Harmony Café had always been a little haunted, but tonight it felt watched. Not by ghosts, not by demons, and not by that one cursed biscotti still stuck behind the syrup rack.
It was being watched by the very walls.
Jo, still mute from the Silence Curse, had taken to communicating with a chalkboard necklace Mira had enchanted for visibility. She wrote things like Milk frother’s acting sketchy and Someone check on Clorvex, he’s suspiciously quiet.
That last one was false. Clorvex was simply napping upside down in the coat rack again.

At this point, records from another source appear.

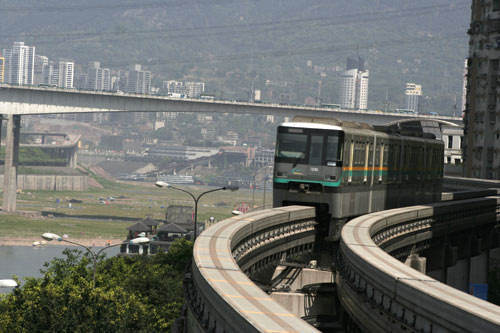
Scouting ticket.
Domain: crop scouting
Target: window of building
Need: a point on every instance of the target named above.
(495, 6)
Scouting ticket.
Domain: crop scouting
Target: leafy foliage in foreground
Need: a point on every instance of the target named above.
(132, 294)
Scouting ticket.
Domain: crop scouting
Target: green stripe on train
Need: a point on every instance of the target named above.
(324, 183)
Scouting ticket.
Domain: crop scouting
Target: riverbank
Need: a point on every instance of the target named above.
(28, 241)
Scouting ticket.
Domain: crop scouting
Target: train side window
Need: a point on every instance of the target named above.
(351, 160)
(316, 150)
(333, 151)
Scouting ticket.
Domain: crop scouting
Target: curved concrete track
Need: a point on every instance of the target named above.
(382, 294)
(221, 298)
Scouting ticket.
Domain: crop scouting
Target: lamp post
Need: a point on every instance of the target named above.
(196, 199)
(8, 283)
(136, 241)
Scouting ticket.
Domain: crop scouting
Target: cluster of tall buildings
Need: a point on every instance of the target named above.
(354, 85)
(413, 93)
(20, 65)
(189, 89)
(482, 108)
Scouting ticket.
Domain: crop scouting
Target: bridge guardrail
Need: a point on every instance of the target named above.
(222, 298)
(384, 294)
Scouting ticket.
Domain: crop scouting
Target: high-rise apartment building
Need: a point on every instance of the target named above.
(482, 109)
(2, 68)
(139, 81)
(22, 64)
(354, 85)
(98, 78)
(7, 54)
(413, 93)
(66, 72)
(464, 91)
(189, 89)
(40, 72)
(194, 89)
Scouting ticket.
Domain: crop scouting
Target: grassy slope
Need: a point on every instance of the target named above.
(140, 200)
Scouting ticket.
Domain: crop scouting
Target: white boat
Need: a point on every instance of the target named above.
(176, 179)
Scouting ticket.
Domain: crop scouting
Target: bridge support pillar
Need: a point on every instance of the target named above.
(458, 275)
(11, 163)
(479, 268)
(73, 158)
(416, 262)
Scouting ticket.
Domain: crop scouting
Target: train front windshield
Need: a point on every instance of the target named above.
(309, 146)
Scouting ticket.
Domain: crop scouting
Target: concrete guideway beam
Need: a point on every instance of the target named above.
(38, 100)
(220, 297)
(383, 294)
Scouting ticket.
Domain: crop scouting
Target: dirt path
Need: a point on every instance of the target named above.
(28, 241)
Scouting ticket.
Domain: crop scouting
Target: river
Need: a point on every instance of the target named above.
(26, 261)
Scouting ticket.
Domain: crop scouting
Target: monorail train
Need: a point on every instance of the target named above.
(348, 169)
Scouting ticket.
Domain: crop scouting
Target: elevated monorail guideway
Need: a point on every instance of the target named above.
(25, 100)
(382, 294)
(220, 296)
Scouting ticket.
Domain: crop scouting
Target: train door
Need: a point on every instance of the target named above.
(351, 161)
(368, 161)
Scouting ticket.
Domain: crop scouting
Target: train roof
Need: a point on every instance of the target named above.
(349, 126)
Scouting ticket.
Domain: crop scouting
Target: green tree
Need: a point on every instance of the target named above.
(132, 294)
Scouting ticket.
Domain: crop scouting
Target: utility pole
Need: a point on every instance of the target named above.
(455, 106)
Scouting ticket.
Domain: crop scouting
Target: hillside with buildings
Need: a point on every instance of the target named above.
(291, 51)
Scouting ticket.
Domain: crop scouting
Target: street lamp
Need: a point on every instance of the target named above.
(8, 283)
(196, 199)
(136, 241)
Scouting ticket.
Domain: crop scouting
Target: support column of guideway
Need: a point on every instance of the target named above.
(464, 263)
(11, 163)
(73, 157)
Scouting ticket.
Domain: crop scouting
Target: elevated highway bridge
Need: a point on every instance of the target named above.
(376, 290)
(16, 101)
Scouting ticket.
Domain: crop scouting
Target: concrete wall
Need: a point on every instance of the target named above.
(51, 182)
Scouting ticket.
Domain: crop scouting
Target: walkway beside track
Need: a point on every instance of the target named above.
(382, 294)
(220, 296)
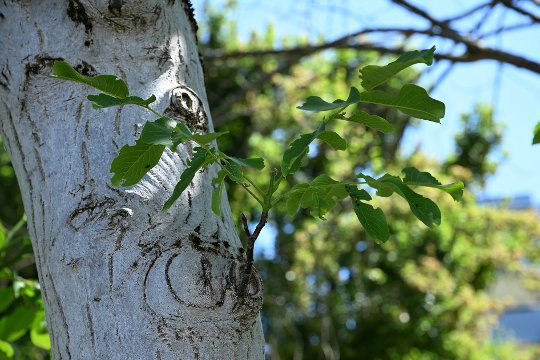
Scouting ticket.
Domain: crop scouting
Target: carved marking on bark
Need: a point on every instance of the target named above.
(78, 113)
(115, 7)
(62, 316)
(111, 272)
(77, 13)
(5, 77)
(91, 328)
(85, 160)
(89, 212)
(117, 119)
(186, 105)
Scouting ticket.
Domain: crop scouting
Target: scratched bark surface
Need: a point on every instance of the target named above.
(120, 279)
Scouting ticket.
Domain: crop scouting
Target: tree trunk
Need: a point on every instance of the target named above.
(120, 279)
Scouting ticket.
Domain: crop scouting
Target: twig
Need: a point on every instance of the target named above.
(248, 267)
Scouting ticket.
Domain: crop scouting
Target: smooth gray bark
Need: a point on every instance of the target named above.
(120, 279)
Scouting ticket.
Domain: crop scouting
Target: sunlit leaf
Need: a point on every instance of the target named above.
(423, 208)
(108, 84)
(418, 178)
(201, 158)
(297, 150)
(180, 134)
(158, 132)
(217, 192)
(320, 196)
(372, 219)
(412, 100)
(101, 101)
(203, 139)
(372, 121)
(374, 75)
(133, 162)
(315, 103)
(333, 139)
(234, 171)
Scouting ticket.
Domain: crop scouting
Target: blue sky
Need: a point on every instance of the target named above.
(518, 93)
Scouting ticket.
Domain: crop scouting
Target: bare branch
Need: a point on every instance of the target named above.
(509, 4)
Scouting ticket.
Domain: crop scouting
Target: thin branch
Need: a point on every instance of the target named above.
(507, 29)
(474, 53)
(468, 12)
(509, 4)
(248, 266)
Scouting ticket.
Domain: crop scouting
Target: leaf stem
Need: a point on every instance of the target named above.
(248, 266)
(288, 193)
(153, 111)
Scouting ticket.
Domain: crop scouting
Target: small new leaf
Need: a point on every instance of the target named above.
(333, 139)
(412, 100)
(216, 194)
(234, 171)
(320, 196)
(159, 132)
(373, 75)
(423, 208)
(101, 101)
(201, 158)
(180, 134)
(297, 150)
(133, 162)
(373, 220)
(315, 103)
(108, 84)
(419, 178)
(372, 121)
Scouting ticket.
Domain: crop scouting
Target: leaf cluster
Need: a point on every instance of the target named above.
(318, 196)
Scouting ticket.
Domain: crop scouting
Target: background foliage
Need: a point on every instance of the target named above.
(330, 292)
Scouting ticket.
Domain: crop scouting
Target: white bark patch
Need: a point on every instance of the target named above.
(120, 279)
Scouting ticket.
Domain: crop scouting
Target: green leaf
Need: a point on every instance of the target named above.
(216, 193)
(333, 139)
(536, 138)
(109, 84)
(6, 349)
(7, 295)
(418, 178)
(297, 150)
(373, 220)
(201, 158)
(15, 324)
(204, 139)
(412, 100)
(38, 333)
(372, 121)
(180, 134)
(373, 75)
(320, 196)
(254, 163)
(315, 103)
(133, 162)
(234, 171)
(158, 132)
(423, 208)
(101, 101)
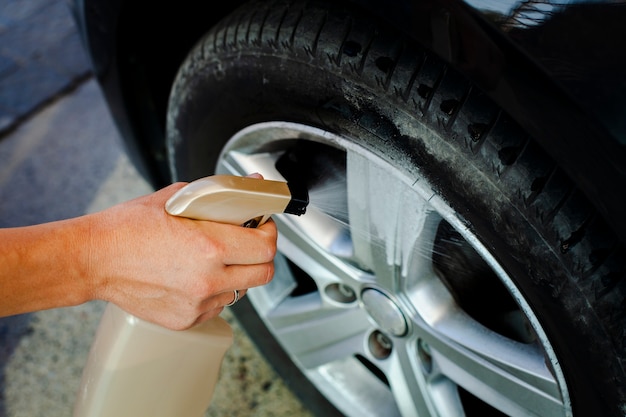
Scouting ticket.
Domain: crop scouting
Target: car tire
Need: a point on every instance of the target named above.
(314, 81)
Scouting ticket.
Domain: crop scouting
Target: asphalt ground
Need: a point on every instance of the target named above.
(60, 157)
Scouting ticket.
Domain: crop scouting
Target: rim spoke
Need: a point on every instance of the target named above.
(407, 384)
(390, 224)
(508, 375)
(315, 335)
(383, 243)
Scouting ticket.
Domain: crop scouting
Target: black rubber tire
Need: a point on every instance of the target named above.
(321, 64)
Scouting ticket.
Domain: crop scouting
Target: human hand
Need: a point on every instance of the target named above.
(174, 271)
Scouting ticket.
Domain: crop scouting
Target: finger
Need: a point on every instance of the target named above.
(236, 277)
(209, 315)
(243, 246)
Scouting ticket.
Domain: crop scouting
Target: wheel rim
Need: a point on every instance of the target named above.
(379, 332)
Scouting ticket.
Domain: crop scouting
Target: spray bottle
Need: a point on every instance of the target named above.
(138, 369)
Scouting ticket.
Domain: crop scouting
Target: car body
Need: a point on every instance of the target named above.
(555, 67)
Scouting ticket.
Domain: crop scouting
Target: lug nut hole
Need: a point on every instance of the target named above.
(341, 293)
(380, 345)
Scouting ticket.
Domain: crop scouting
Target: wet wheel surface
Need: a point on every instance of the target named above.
(445, 265)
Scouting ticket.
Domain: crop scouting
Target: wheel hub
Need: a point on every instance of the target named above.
(384, 312)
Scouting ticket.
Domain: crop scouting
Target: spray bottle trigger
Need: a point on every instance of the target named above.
(256, 222)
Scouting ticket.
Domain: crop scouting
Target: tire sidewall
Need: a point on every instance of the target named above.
(216, 98)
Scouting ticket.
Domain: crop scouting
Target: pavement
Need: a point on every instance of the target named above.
(60, 157)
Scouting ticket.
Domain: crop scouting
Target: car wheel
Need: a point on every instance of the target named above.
(446, 266)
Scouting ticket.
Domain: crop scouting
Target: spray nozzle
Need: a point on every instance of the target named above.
(236, 200)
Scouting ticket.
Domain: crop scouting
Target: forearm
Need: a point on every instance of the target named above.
(44, 266)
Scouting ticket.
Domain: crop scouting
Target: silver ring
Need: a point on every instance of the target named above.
(234, 299)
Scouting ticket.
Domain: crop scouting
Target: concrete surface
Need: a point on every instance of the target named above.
(60, 156)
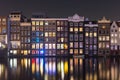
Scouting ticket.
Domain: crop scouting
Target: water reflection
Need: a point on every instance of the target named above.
(60, 69)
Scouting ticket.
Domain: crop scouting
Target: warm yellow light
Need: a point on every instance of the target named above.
(86, 34)
(66, 67)
(103, 27)
(33, 22)
(81, 29)
(25, 52)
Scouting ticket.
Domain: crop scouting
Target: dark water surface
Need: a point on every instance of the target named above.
(60, 69)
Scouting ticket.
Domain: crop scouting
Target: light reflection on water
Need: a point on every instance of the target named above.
(60, 69)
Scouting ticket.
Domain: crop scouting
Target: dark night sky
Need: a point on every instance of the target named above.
(93, 9)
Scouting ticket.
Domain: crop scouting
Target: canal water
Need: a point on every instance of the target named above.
(60, 69)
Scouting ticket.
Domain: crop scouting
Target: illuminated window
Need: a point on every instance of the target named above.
(115, 40)
(37, 23)
(90, 34)
(75, 44)
(81, 44)
(81, 51)
(112, 35)
(33, 46)
(103, 27)
(75, 51)
(107, 38)
(58, 28)
(58, 23)
(25, 52)
(41, 45)
(115, 35)
(71, 44)
(107, 45)
(41, 23)
(71, 51)
(33, 22)
(76, 29)
(54, 34)
(80, 29)
(50, 46)
(100, 45)
(46, 23)
(100, 38)
(46, 46)
(62, 39)
(14, 51)
(65, 46)
(50, 34)
(95, 34)
(112, 41)
(54, 46)
(37, 46)
(46, 34)
(58, 46)
(103, 45)
(86, 34)
(103, 38)
(33, 28)
(62, 46)
(71, 29)
(119, 29)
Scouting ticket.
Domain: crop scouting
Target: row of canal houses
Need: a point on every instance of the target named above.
(44, 36)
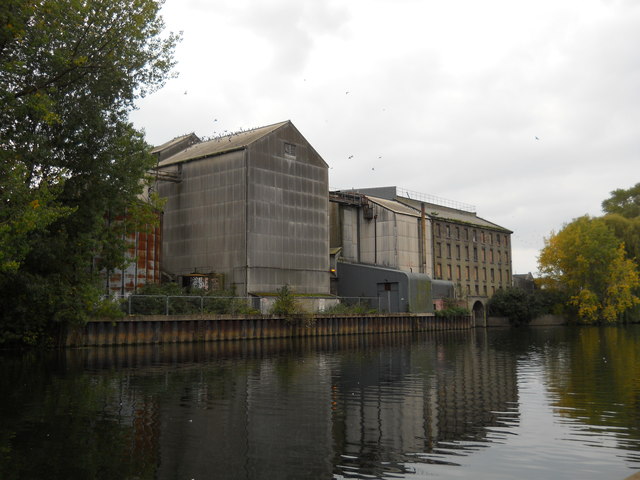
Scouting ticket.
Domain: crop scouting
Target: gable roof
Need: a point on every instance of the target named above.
(222, 144)
(171, 143)
(395, 206)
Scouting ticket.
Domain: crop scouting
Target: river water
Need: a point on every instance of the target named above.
(527, 403)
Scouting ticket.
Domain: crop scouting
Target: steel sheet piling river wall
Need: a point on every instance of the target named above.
(198, 328)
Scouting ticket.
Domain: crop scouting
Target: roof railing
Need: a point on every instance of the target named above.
(423, 197)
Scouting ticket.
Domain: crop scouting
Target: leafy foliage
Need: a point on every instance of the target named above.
(71, 164)
(286, 303)
(588, 262)
(624, 202)
(521, 306)
(350, 309)
(453, 311)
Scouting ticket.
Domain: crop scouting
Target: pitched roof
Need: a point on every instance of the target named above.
(395, 206)
(170, 143)
(220, 145)
(454, 215)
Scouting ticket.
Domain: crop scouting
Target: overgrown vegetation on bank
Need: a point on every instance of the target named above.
(593, 262)
(521, 306)
(72, 166)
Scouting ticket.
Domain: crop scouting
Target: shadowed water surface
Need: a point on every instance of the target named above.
(524, 403)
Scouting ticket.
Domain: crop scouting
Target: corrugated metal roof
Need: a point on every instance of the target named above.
(170, 143)
(395, 206)
(446, 213)
(220, 145)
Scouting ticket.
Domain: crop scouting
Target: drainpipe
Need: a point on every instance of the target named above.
(423, 238)
(375, 239)
(246, 222)
(358, 231)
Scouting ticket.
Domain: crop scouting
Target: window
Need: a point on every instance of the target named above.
(290, 150)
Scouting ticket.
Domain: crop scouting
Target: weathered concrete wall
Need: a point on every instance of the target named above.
(194, 328)
(543, 320)
(548, 320)
(497, 322)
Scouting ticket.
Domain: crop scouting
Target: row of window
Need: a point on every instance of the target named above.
(482, 236)
(485, 255)
(493, 273)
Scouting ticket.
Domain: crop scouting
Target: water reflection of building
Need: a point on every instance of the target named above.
(309, 408)
(457, 395)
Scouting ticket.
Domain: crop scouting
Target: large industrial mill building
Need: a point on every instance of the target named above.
(250, 207)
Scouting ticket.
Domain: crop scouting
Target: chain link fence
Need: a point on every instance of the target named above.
(193, 304)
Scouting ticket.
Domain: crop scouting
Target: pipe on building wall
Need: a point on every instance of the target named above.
(375, 239)
(423, 239)
(358, 211)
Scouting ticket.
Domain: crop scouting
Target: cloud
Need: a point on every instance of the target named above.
(445, 98)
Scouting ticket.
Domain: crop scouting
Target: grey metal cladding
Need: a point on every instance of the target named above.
(250, 211)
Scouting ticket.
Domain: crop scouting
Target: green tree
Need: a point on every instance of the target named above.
(72, 164)
(628, 231)
(588, 262)
(624, 202)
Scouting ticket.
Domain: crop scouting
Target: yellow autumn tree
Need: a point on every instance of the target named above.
(587, 261)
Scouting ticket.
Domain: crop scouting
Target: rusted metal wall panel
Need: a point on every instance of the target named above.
(143, 255)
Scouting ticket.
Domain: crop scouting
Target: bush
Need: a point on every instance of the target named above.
(521, 306)
(453, 312)
(350, 309)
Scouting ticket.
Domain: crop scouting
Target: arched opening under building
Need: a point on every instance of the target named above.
(478, 312)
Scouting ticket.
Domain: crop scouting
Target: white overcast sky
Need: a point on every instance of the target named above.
(441, 97)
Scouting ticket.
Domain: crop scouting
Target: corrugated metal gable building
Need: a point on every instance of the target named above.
(253, 206)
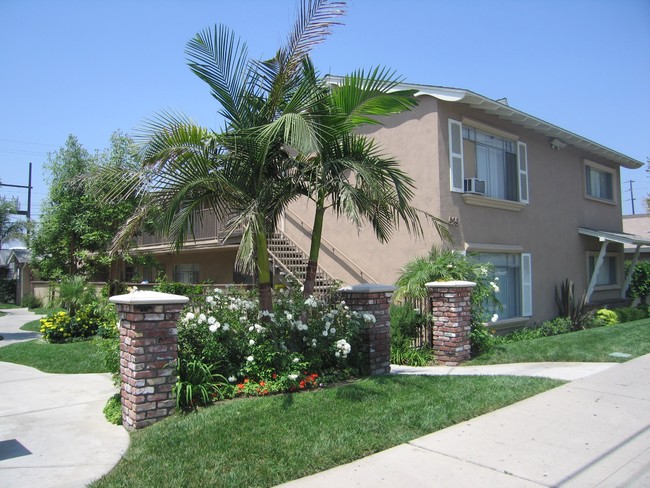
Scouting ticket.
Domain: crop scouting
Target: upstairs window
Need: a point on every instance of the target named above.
(487, 163)
(599, 182)
(186, 273)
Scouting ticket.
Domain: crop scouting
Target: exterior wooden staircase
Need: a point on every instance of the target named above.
(289, 262)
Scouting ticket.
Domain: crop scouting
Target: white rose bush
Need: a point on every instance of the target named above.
(303, 343)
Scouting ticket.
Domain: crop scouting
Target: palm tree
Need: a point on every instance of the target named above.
(245, 170)
(10, 229)
(348, 173)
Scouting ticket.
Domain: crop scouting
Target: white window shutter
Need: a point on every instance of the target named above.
(522, 157)
(456, 175)
(526, 286)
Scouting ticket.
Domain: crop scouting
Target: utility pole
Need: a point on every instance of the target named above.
(28, 212)
(631, 194)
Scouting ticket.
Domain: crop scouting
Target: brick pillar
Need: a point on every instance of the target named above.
(451, 308)
(375, 337)
(148, 351)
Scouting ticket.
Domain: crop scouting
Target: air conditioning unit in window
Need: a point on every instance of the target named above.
(474, 185)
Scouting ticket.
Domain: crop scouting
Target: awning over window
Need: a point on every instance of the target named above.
(605, 237)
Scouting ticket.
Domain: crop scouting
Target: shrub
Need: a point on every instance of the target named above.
(229, 334)
(557, 326)
(73, 292)
(56, 328)
(606, 317)
(113, 409)
(7, 291)
(410, 356)
(571, 306)
(629, 314)
(96, 318)
(197, 385)
(31, 301)
(405, 322)
(482, 339)
(640, 284)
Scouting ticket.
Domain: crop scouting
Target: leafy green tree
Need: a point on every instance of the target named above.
(244, 174)
(10, 228)
(348, 173)
(447, 265)
(76, 229)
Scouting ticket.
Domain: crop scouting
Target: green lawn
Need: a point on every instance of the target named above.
(71, 358)
(261, 442)
(33, 326)
(593, 345)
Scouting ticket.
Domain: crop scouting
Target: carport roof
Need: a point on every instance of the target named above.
(619, 237)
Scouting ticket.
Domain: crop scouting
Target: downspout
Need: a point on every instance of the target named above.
(628, 278)
(597, 265)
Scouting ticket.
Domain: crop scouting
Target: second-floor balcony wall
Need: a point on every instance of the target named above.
(207, 227)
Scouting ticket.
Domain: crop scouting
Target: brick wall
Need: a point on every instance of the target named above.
(451, 308)
(148, 352)
(375, 337)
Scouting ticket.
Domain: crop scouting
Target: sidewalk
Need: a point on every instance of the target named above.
(592, 432)
(52, 430)
(11, 323)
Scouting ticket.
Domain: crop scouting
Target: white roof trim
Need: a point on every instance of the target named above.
(619, 237)
(515, 116)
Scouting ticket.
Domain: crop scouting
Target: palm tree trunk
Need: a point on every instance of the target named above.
(263, 272)
(314, 250)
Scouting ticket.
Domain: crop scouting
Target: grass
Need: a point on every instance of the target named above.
(265, 441)
(593, 345)
(46, 310)
(33, 326)
(71, 358)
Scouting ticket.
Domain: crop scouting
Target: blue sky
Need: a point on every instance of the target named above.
(89, 68)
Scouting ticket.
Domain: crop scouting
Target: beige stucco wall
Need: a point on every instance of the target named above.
(216, 265)
(546, 228)
(412, 139)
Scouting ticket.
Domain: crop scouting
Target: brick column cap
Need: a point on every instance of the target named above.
(451, 284)
(148, 297)
(368, 288)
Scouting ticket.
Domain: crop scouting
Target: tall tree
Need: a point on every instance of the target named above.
(244, 173)
(348, 172)
(76, 229)
(10, 228)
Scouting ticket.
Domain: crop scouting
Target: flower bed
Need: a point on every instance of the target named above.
(302, 344)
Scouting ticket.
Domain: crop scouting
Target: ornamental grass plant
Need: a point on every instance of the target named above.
(258, 352)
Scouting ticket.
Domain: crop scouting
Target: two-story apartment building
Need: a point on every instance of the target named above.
(539, 202)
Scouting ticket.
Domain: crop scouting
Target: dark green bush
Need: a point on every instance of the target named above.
(7, 291)
(640, 284)
(629, 314)
(31, 301)
(405, 322)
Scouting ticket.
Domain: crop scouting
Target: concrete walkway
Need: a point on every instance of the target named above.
(11, 323)
(592, 432)
(52, 429)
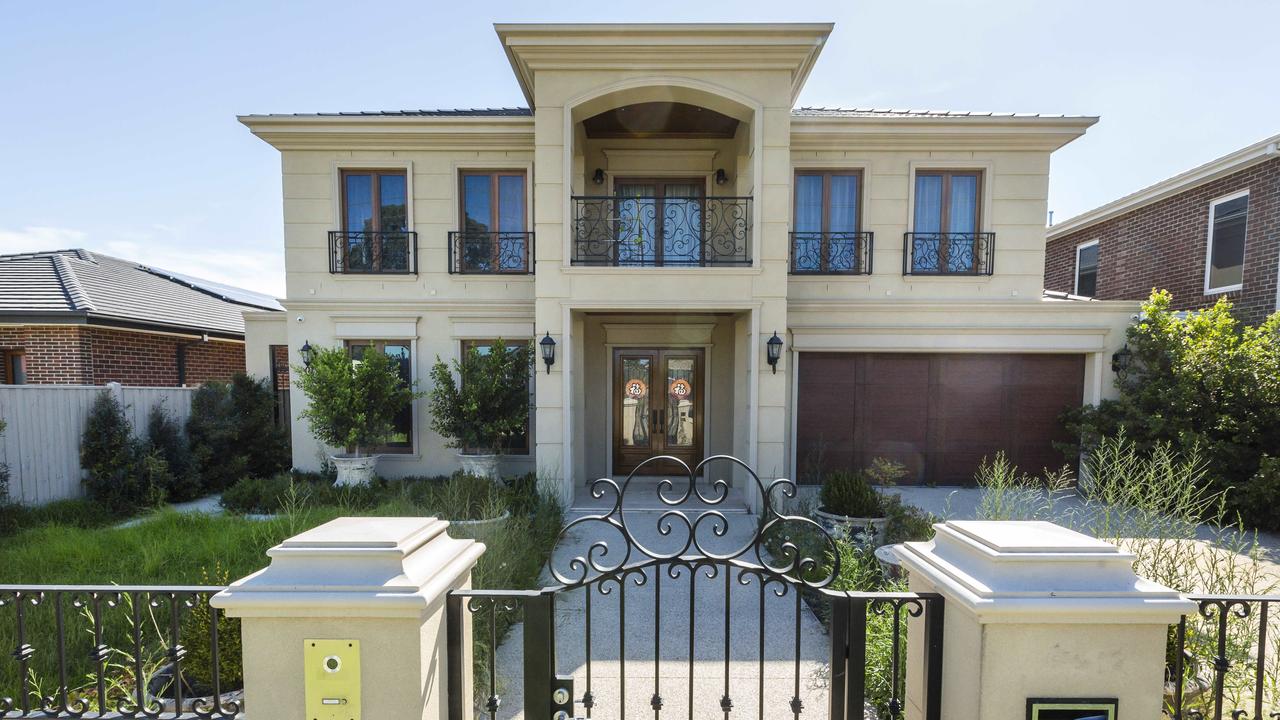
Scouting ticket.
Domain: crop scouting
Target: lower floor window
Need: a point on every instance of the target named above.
(401, 440)
(517, 443)
(14, 372)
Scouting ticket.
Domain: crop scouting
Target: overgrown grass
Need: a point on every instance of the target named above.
(172, 548)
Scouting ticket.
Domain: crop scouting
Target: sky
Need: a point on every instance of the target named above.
(118, 123)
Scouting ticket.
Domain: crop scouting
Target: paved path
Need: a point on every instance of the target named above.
(671, 620)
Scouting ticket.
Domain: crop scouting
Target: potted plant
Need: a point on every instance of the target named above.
(850, 506)
(481, 402)
(352, 405)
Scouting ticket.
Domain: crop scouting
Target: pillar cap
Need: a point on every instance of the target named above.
(1037, 572)
(355, 568)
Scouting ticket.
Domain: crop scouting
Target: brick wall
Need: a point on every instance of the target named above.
(1162, 245)
(91, 355)
(51, 354)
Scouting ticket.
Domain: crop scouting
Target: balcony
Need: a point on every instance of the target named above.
(949, 253)
(373, 253)
(657, 232)
(475, 253)
(831, 253)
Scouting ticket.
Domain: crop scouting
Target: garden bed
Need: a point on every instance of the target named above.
(173, 548)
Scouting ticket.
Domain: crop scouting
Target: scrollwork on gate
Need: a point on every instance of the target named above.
(690, 519)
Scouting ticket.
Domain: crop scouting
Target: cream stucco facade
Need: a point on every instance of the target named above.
(750, 73)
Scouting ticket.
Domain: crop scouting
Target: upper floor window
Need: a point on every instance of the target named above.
(493, 236)
(401, 438)
(374, 236)
(827, 236)
(1087, 269)
(1224, 268)
(946, 224)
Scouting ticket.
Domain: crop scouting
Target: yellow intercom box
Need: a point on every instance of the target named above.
(332, 679)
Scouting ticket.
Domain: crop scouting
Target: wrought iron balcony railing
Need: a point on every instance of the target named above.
(662, 231)
(388, 253)
(831, 253)
(490, 253)
(949, 253)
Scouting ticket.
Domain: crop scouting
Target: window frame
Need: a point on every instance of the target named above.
(376, 187)
(946, 174)
(466, 345)
(1075, 288)
(380, 345)
(1208, 244)
(7, 373)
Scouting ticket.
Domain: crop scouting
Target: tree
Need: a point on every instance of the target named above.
(1202, 379)
(352, 404)
(488, 404)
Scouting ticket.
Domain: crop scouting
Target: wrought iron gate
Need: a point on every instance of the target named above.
(688, 547)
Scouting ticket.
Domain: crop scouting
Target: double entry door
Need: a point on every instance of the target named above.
(658, 404)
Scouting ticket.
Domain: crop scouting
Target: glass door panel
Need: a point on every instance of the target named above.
(635, 402)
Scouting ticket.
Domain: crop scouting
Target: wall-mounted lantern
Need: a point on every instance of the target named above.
(773, 350)
(1121, 359)
(548, 347)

What no one had noticed, not even Jo, was that Mira had been acting differently.
She brewed her tea slower and steeped it longer. Her shadow clung to her like forgotten thoughts, and her eyes shimmered faintly whenever she touched the Silent Steep blend.
Sev was the first to notice. “You’re humming the same melody the curse plays.”
Mira froze and the kettle hissed.
“I think I know what the curse is,” she whispered. “I think I always have.”
Everyone paused.
Jo flipped her chalkboard and wrote, Polly said tea has secrets. Like me.
Mira nodded.
“My great-great-grandtea Beatrix wasn’t the first to brew the Silent Steep,” she said slowly. “She was the last one to contain it.”
Matteo dropped a spoon. It bounced and disappeared into the floor with a quiet gulp.
“The tea blend was never meant for comfort,” Mira continued. “It was brewed to hold a voice. A powerful one. A dangerous one. A voice that was sealed in a blend steeped too long.”
Jo scribbled on to the chalkboard. In the First Mug?
“Yes.” Mira placed her hands over the counter. “It’s not a curse. It’s a message.”
Everyone turned to Jo, who held the chalk and hesitated and then wrote, What if it’s not trying to silence us but trying to speak through me?!
The silence rang louder than a scream.